AI “cheating” app Cluely’s CEO and cofounder, Chungin “Roy” Lee, said most startups flop because their products don’t get seen.
“Engineers just cannot make good content,” Lee said during a Wednesday interview at TechCrunch Disrupt 2025
“There’s a bunch of shallow replicas, but I challenge you to find one video you think is like, ‘Yo, this is as tough as Cluely,'” he told TechCrunch.
Every startup needs to focus more on distribution. And most startups flop because they fail to get seen, even if they have product-market fit, Lee said.
Cluely launched earlier this year as a tool to help software engineers cheat on their job interviews, among other use cases.
The startup earlier this year posted a tongue-in-cheek video of Lee trying to use Cluely to impress a woman on a date, which went viral.

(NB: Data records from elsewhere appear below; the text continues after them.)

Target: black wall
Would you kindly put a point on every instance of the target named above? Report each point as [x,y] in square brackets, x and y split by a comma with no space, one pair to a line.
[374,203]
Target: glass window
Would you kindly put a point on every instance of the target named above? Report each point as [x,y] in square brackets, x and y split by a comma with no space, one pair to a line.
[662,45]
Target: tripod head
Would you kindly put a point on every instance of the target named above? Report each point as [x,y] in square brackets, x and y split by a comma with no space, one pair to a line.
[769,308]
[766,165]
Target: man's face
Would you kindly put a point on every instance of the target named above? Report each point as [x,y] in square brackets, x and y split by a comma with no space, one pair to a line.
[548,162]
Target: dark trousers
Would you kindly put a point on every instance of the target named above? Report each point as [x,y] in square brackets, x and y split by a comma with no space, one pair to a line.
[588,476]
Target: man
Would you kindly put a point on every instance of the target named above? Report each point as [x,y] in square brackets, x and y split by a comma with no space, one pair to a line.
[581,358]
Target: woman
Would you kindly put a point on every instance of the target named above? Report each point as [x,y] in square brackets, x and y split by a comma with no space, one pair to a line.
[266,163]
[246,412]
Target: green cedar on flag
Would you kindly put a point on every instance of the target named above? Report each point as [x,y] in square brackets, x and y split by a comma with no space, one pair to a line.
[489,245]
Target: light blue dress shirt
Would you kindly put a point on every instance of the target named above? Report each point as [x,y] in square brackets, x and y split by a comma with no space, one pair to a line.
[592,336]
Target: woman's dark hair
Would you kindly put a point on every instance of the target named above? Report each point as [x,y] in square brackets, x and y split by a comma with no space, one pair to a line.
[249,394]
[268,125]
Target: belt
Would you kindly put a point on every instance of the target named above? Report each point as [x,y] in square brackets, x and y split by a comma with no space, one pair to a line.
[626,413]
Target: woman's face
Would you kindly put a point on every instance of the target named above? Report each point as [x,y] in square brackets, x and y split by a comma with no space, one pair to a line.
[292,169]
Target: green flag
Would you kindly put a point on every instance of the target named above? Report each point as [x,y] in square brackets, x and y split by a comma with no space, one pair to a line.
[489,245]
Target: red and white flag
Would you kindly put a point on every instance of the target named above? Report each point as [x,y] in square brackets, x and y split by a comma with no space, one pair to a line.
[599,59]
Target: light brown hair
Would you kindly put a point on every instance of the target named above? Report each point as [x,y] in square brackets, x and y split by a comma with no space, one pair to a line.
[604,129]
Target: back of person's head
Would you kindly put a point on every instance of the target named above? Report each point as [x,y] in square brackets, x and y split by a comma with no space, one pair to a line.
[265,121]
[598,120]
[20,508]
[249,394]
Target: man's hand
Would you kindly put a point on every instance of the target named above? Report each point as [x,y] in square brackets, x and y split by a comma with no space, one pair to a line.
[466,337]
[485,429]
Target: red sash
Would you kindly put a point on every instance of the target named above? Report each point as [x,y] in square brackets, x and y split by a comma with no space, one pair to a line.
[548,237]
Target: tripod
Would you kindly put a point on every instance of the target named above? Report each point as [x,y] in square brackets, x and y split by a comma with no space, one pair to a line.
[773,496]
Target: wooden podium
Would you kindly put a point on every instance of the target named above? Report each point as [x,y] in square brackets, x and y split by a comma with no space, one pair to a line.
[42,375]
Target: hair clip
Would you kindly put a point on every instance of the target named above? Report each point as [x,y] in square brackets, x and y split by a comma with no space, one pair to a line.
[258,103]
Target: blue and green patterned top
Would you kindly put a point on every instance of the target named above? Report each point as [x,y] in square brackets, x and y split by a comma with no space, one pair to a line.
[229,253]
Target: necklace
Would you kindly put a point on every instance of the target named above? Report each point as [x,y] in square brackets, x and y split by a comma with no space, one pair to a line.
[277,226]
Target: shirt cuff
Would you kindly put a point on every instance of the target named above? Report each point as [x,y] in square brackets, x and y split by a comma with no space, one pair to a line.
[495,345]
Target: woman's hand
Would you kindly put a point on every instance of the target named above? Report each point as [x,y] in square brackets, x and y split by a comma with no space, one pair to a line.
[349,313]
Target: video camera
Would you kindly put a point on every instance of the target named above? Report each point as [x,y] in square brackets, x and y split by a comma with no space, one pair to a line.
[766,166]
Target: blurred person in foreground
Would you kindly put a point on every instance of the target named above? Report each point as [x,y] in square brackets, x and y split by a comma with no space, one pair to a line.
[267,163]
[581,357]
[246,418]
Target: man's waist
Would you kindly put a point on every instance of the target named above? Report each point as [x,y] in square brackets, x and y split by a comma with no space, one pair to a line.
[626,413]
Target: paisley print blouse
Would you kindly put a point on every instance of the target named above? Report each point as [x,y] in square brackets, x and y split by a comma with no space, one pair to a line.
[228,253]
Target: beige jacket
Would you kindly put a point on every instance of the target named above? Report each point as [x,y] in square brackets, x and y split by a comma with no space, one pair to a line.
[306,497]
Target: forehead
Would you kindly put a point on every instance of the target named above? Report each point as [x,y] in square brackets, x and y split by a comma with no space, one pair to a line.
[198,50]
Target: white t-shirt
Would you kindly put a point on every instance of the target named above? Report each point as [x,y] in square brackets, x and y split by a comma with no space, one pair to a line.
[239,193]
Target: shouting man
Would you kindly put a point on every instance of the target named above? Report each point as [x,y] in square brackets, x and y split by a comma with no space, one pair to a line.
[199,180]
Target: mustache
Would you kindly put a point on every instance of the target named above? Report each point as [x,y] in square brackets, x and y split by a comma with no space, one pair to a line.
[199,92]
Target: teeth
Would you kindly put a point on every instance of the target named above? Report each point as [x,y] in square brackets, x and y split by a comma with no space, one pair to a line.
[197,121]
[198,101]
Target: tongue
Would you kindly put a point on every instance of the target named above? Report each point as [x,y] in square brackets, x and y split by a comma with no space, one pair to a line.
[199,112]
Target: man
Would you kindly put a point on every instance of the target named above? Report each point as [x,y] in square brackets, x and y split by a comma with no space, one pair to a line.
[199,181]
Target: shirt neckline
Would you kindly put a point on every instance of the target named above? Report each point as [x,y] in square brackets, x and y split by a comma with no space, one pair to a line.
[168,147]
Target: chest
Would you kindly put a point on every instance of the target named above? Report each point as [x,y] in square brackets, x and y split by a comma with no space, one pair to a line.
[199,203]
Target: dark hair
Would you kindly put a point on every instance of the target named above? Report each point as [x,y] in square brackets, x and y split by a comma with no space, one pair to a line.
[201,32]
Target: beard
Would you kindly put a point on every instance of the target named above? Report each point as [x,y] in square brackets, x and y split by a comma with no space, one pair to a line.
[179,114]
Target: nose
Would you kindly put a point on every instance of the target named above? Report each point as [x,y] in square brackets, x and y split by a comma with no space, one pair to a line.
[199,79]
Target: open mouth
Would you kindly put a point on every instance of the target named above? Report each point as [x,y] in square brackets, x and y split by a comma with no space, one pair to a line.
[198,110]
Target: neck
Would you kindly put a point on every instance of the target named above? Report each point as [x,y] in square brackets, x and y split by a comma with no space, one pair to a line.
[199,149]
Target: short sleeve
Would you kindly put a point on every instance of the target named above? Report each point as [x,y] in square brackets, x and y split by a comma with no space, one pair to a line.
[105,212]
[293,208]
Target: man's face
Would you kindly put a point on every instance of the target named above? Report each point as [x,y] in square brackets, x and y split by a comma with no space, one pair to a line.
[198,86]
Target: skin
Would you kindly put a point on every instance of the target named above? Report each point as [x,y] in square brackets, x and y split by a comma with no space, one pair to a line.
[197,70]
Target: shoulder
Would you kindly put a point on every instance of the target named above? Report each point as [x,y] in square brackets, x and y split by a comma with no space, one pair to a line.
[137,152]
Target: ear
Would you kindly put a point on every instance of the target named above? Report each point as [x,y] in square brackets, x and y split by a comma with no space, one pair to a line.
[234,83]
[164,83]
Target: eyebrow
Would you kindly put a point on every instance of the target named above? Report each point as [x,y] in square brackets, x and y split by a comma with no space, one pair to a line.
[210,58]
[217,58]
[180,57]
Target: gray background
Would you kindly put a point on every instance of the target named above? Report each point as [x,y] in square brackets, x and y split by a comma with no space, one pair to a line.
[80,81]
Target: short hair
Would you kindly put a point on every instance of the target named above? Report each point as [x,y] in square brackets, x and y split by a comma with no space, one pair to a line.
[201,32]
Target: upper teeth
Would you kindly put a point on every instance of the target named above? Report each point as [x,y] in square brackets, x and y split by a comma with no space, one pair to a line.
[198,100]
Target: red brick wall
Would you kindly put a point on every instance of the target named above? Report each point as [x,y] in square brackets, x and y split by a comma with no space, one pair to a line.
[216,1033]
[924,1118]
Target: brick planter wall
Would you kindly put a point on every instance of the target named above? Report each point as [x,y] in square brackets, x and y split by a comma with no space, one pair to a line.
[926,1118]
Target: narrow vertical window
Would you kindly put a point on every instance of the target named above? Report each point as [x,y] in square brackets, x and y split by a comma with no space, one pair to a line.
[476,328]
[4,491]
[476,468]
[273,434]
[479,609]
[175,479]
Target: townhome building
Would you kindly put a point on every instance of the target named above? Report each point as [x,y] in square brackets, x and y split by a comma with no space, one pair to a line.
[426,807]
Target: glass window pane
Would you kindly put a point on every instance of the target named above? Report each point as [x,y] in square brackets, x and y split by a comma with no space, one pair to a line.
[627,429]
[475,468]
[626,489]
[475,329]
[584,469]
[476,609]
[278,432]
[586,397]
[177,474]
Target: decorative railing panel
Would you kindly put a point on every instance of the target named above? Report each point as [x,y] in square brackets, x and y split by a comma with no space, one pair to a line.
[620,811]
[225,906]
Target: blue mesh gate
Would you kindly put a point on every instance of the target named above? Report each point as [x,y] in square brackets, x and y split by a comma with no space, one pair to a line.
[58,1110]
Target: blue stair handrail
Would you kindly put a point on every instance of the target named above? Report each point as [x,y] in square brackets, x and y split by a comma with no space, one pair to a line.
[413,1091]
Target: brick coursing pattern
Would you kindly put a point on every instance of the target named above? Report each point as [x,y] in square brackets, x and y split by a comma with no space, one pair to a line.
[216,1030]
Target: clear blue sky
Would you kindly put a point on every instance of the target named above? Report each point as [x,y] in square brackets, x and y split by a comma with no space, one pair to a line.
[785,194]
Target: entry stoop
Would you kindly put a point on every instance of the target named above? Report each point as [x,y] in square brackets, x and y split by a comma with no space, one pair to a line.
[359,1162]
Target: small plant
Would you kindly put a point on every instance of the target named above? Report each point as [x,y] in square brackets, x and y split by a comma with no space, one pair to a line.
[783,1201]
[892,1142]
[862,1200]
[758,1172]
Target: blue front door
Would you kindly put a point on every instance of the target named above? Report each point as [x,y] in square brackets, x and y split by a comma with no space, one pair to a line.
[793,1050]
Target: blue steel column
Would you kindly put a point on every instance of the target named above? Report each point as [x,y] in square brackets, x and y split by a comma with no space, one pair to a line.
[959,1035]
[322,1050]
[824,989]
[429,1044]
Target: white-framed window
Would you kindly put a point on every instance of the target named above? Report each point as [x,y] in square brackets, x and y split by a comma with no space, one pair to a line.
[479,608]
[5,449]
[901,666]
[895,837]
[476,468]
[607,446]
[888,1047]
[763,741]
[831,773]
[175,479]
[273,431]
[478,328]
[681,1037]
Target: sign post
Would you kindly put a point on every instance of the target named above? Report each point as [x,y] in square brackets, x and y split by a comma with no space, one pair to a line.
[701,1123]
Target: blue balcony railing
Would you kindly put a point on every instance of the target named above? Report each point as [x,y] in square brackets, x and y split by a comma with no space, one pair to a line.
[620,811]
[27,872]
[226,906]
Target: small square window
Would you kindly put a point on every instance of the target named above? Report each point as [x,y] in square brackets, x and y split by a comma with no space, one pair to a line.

Cluely has since removed references to cheating on job interviews from its website. It positions itself as an “undetectable” AI that views users’ screens and feeds them answers in real time.
The San Francisco startup, which announced a $15 million round led by Andreessen Horowitz in June, has made it clear it’s betting big on distribution to drive growth.
Cluely needs to be “the biggest thing” on Instagram and TikTok, Lee said in an episode of the “Sourcery” podcast published in June. “Every single big company is known by regular people,” he added.
Lee told TechCrunch on Wednesday that the internet rewards the bold, not the polished. “Reputation is sort of a thing of the past,” Lee said. Founders need to be extreme, authentic, and personal, which is “extremely at odds with being super corporate.”
Lee also said he rejected the idea that Cluely’s content strategy is “rage-bait.”
“I don’t even think I rage-bait,” he said, adding that he’s “honest” and “authentic.”
“It’s probably just my personality,” Lee added.
Lee did not respond to a request for comment from Business Insider.
Betting big on distribution
Lee told Business Insider earlier this year that his main goal for Cluely is to reach 1 billion views across all platforms.
In June, he said there are only two job titles at Cluely: engineer or influencer.
“There are only two roles here. You’re either building the product or you’re making the product go viral,” Lee said on the “Sourcery” podcast. “There’s nobody who’s not a great engineer who has less than 100,000 followers.”
He also said that traditional marketers can’t drive the same growth as influencers because they don’t actually know how to go viral.
“You can have a 35-year-old marketer who scrolls as much as they want. For some reason, they just won’t have the viral sense to come up with hooks that are capable of generating 10 million views,” he said.
“The reason all these big consumer app guys are so young is because you need to be tapped in with young culture to understand what’s funny,” he added.
In July, Lee wrote on LinkedIn that Cluely is offering huge pay packets to recruit top-tier talent.
Engineers were offered up to $1 million in base salary, and $250,000 to $350,000 for designers. Both job descriptions also list equity.
“I only care about how good your work is,” Lee wrote in the post.
“I do not care about school, experience, age, citizenship status, etc. Please be world-class,” he added.